Nuestros particularismos no son iguales a los que Ortega identificó para España. Nuestros regionalismos son escasos, más allá de los alardes pasados de quienes pensaban que trabajaban mientras otros pensábamos o soñábamos. Nuestra desvertebración tiene otras causas. Si la palabra no significara tan poco, podría hablarse de representatividad o, mejor aún, de su pérdida. Las autoridades (públicas, privadas, sociales) provienen de procesos formales que las legitiman para estar donde están, pero no tienen la posibilidad de hacer algo por los intereses de quienes los nombraron o eligieron, de sus representados, ni éstos para remover a aquéllos. Por lo que se comprometieron para arribar al cargo o por los constreñimientos para ejercerlo, la desvinculación se actualiza y la desvertebración se acrecienta. Una red de intereses supraorgánicos impera. No es metafísica. Los financiamientos para campañas o procesos, la apertura de espacios para el ascenso, las posibilidades de hacer u ocultar negocios, las complicidades para dejar hacer y dejar pasar, la repetición acrítica de una ideología o el mantenimiento del statu quo suponiendo su neutralidad o naturalidad, desvinculan y separan. Las leyes no ordenan y causan su propia ineficiencia; su aplicación es excepcional y crea nuevas y diversificadas excepciones. Los esfuerzos oligárquicos, nacionales y externos, disuelven lo que quisiéramos organizado.
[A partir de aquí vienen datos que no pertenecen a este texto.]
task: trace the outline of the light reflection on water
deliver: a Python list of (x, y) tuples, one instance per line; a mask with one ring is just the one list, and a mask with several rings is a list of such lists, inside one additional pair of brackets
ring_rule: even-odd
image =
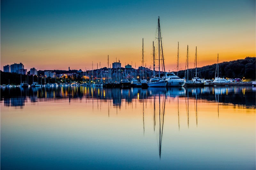
[(255, 169), (255, 92), (1, 89), (1, 168)]

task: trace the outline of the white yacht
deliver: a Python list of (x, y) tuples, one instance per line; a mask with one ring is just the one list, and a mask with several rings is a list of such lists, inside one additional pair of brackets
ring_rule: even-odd
[(41, 87), (41, 85), (38, 84), (38, 83), (34, 82), (31, 85), (31, 87)]
[(167, 81), (159, 77), (154, 77), (150, 79), (148, 83), (148, 87), (165, 87), (167, 84)]
[(131, 85), (131, 82), (127, 79), (122, 79), (120, 82), (120, 86), (121, 87), (129, 87)]
[(215, 79), (214, 79), (212, 81), (212, 83), (229, 83), (229, 81), (228, 80), (226, 79), (226, 78), (220, 78), (220, 77), (215, 78)]
[(185, 80), (180, 78), (173, 72), (166, 73), (165, 78), (168, 82), (168, 86), (182, 87), (186, 82)]
[(135, 79), (132, 79), (132, 82), (131, 82), (131, 84), (133, 84), (135, 85), (137, 85), (137, 83), (139, 83), (139, 81), (138, 81), (137, 80)]
[[(216, 65), (216, 71), (215, 72), (215, 79), (212, 83), (229, 83), (229, 81), (225, 78), (222, 78), (219, 77), (219, 54), (217, 59), (217, 64)], [(216, 76), (217, 74), (217, 76)]]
En el horizonte están quienes apuestan a que, como suponen actúa el mercado, la suma de particularismos generará equilibrio, y quienes entienden que la acción de unos pocos creará el orden. Pobres soluciones ambas. Nuestra vertebración pasa por la reconstitución de las representatividades sin afán corporativo. Como articuladoras de la pluralidad individual en colectivos intermedios, críticos y demandantes.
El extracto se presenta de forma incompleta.